La infancia canina


Importancia de los primeros meses de vida en la conducta futura del perro:

La biología de los animales sociales está diseñada para optimizar la capacidad de supervivencia de los miembros de un grupo. No solo se trata de mantenerse vivo, sino de llegar a la edad adulta y aumentar la posibilidad de transmitir los genes a una generación posterior.

Para ello, ha dotado a los individuos de una serie de mecanismos de aprendizaje basados en la transmisión de información desde unos individuos a otros. Estos mecanismos comprenden la imitación, el modelado, la facilitación social, etc. Sin estos mecanismos, un miembro de un grupo solo puede aprender en función de las consecuencias de sus actos, es decir, por ensayo – error.

 

cachorros

En los primeros meses de vida de un cachorro, éste debe aprender a reconocer a sus congéneres, a los demás seres vivos con los que mantendrá relaciones sociales y a interpretar los estímulos presentes en el entorno que le rodea.

También aprenderá el lenguaje propio de su especie y como evitar conflictos con los miembros de su grupo social, además de las pautas de conducta propias de su naturaleza.

 

Este aprendizaje se lleva a cabo a través de los mecanismos antes comentados, por medio del contacto con los padres y hermanos de camada. En torno a la pubertad, se habrá convertido en un perro adaptado perfectamente al entorno (ambiental y social) en el que ha vivido desde su nacimiento.

Es importante tener en cuenta, que el periodo de máxima capacidad de aprendizaje y/o adaptación ocurre en los cuatro primeros meses de vida. Posteriormente, esta capacidad disminuye hasta la edad adulta.

Esto significa que un cachorro criado en un determinado entorno aprenderá a adaptarse y a interpretar dicho entorno, pero si de adulto le trasladamos a otro entorno distinto, le resultará muy difícil adaptarse.

    Un ejemplo habitual de esta idea ocurre en los perros criados en una finca, y que en el periodo adulto son llevados a vivir a una ciudad. Observaremos la aparición de conductas territoriales, dificultad en el trato con otros perros, miedo a estímulos como coches, bicis, etc. En definitiva, tendremos un perro para el que todo lo aprendido no sirve para el lugar de residencia al que ha ido a parar (algo así como si después de media vida aprendiendo a sobrevivir en la selva, nos obligan a vivir en el centro de Nueva York).

     Como conclusión, podemos decir que de forma ideal un perro debería criarse junto a sus padres y sus hermanos de camada, y en el entorno donde vivirá su etapa adulta.

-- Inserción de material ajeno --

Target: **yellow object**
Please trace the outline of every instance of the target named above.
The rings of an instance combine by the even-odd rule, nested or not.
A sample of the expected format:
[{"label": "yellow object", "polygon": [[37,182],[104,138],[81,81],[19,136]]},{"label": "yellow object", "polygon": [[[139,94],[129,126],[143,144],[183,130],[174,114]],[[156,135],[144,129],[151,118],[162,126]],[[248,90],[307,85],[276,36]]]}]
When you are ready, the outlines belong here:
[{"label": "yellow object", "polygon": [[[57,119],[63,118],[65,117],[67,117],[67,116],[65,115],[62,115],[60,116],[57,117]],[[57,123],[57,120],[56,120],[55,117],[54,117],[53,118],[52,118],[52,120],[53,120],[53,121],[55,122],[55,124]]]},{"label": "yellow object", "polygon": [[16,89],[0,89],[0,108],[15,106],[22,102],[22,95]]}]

En la práctica, vemos que esto no ocurre en la mayoría de los casos, y de ahí que en Etología Veterinaria Asturias encontremos una alta correlación entre determinados problemas de conducta (agresión intraespecífica, trastornos de miedo, inadaptación, etc.) y hechos como la adopción temprana del cachorro (antes de los dos meses de edad), el destete precoz o la cría en entornos hipoestimulantes.

    Siendo realistas, todos comprendemos que hoy en día es muy difícil acercarnos al ideal de crianza de los perros. Por ello, queremos aprovechar para hacer un reconocimiento a aquellas personas que deciden de forma voluntaria acoger a cachorros en su casa dando así una oportunidad a muchos cachorros de vivir en un entorno reconocible para ellos. Tampoco queremos olvidarnos de los criadores que se preocupan no solo de la estética de sus perros, sino de su responsabilidad en el hecho de que nuestros perros puedan ser felices en nuestras casas.